Die historische Architektur Südspaniens zeigt das reiche Netz politischer, religiöser und kultureller Einflüsse, die die Region erfasst haben. Die hybriden Stile, die durch diese überlappenden Einflüsse entstehen, sind einzigartig, wie Costanza Beltrami entdeckt, als sie Toledo, Cordoba, Granada und Sevilla erkundet.

Kathedrale von Toledo © Costanza Beltrami

Image

Vor meiner Sommerreise nach Südspanien war ich noch nie auf dem Land gewesen und konnte kaum ein Wort Spanisch - und doch war die Architektur der historischen Vergangenheit der Region in so vielen Lehrbuchbildern tief in meinem Kopf verwurzelt. Eingebettet, aber nie wirklich eingebildet - wie kann man sich die Weite der Cordoba-Moschee vorstellen, bevor man durch diesen schattigen Raum geht, umgeben von Bögen, die sich in alle Richtungen auszudehnen und zu replizieren scheinen?

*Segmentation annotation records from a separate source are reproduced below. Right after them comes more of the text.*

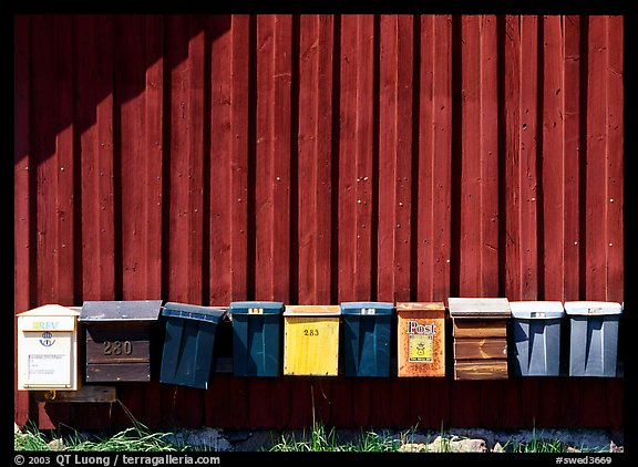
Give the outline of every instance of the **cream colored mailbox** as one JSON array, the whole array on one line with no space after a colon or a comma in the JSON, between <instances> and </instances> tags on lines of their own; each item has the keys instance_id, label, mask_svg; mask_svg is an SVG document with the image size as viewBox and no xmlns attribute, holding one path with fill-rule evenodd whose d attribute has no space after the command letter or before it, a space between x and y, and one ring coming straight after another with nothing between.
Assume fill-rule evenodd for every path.
<instances>
[{"instance_id":1,"label":"cream colored mailbox","mask_svg":"<svg viewBox=\"0 0 638 467\"><path fill-rule=\"evenodd\" d=\"M18 390L79 390L79 315L59 304L18 314Z\"/></svg>"}]
</instances>

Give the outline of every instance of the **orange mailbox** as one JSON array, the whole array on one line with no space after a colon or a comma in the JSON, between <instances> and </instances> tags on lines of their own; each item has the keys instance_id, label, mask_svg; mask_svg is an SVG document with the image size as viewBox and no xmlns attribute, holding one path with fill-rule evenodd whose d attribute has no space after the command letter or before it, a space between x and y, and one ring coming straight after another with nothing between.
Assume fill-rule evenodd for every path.
<instances>
[{"instance_id":1,"label":"orange mailbox","mask_svg":"<svg viewBox=\"0 0 638 467\"><path fill-rule=\"evenodd\" d=\"M445 305L399 302L398 376L445 376Z\"/></svg>"}]
</instances>

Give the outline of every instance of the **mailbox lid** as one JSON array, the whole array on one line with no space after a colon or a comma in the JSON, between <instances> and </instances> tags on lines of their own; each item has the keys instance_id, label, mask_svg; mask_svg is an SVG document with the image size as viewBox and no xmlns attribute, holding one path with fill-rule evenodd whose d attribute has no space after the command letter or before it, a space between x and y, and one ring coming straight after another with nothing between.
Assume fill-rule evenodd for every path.
<instances>
[{"instance_id":1,"label":"mailbox lid","mask_svg":"<svg viewBox=\"0 0 638 467\"><path fill-rule=\"evenodd\" d=\"M512 318L518 320L556 320L565 315L559 301L515 301L510 302Z\"/></svg>"},{"instance_id":2,"label":"mailbox lid","mask_svg":"<svg viewBox=\"0 0 638 467\"><path fill-rule=\"evenodd\" d=\"M261 310L260 313L254 313L253 310ZM230 302L230 314L281 314L284 312L284 302L274 301L243 301Z\"/></svg>"},{"instance_id":3,"label":"mailbox lid","mask_svg":"<svg viewBox=\"0 0 638 467\"><path fill-rule=\"evenodd\" d=\"M75 331L80 312L59 304L45 304L18 314L18 331Z\"/></svg>"},{"instance_id":4,"label":"mailbox lid","mask_svg":"<svg viewBox=\"0 0 638 467\"><path fill-rule=\"evenodd\" d=\"M389 302L343 302L341 314L389 315L394 311L394 303Z\"/></svg>"},{"instance_id":5,"label":"mailbox lid","mask_svg":"<svg viewBox=\"0 0 638 467\"><path fill-rule=\"evenodd\" d=\"M622 313L622 307L616 302L572 301L565 302L565 312L570 315L609 315Z\"/></svg>"},{"instance_id":6,"label":"mailbox lid","mask_svg":"<svg viewBox=\"0 0 638 467\"><path fill-rule=\"evenodd\" d=\"M452 318L510 318L510 301L505 298L456 298L447 299Z\"/></svg>"},{"instance_id":7,"label":"mailbox lid","mask_svg":"<svg viewBox=\"0 0 638 467\"><path fill-rule=\"evenodd\" d=\"M226 315L226 307L198 307L194 304L168 302L162 310L163 316L218 323Z\"/></svg>"},{"instance_id":8,"label":"mailbox lid","mask_svg":"<svg viewBox=\"0 0 638 467\"><path fill-rule=\"evenodd\" d=\"M156 321L162 300L85 301L79 321Z\"/></svg>"},{"instance_id":9,"label":"mailbox lid","mask_svg":"<svg viewBox=\"0 0 638 467\"><path fill-rule=\"evenodd\" d=\"M297 304L286 307L284 316L339 316L341 309L338 304Z\"/></svg>"},{"instance_id":10,"label":"mailbox lid","mask_svg":"<svg viewBox=\"0 0 638 467\"><path fill-rule=\"evenodd\" d=\"M443 302L398 302L397 312L399 311L442 311L445 312Z\"/></svg>"}]
</instances>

Und dank eines großzügigen Reisestipendiums des verstorbenen Kunsthistorikers John Hayes habe ich es endlich geschafft. Zehn Tage lang erkundete ich die Städte Toledo, Cordoba, Grenada und Sevilla, rollte meinen Koffer über die Bahnsteige so vieler Renfe-Stationen, blinzelte auf die ausgedörrte Landschaft und drückte mein Ohr an die Fensterscheiben wundersamer Paläste, um den Klang von zu hören Wasser fließt in den Gärten draußen. Zehn Tage, um die Geschichte der spanischen Reconquista anhand ihrer Mudéjar-Architektur nachzuvollziehen.

Der Begriff Mudéjar wird in Spanien häufig verwendet, um Kunstwerke zu beschreiben, die nach der Reconquista unter Verwendung maurischer Materialien und Techniken hergestellt wurden. In Verbindung mit dem arabischen Begriff für "zurückgelassen" präsentiert das Wort Mudéjar Kunst wie ein exotisches Relikt, das von einer besiegten Bevölkerung geschaffen wurde, um die Wünsche der Eroberer nach verschwenderischer Dekoration zu erfüllen. Zurückgelassen zu werden bedeutete jedoch auch, unter einer beträchtlichen Bevölkerung sephardischer Juden und der christlichen Mozaraber zu sein. Dies waren sowohl neuere Konvertiten als auch alte christliche Familien, die unter islamischer Herrschaft gelebt hatten und daher eine von der päpstlichen Kirche unabhängige Liturgie und kirchliche Hierarchie entwickelten.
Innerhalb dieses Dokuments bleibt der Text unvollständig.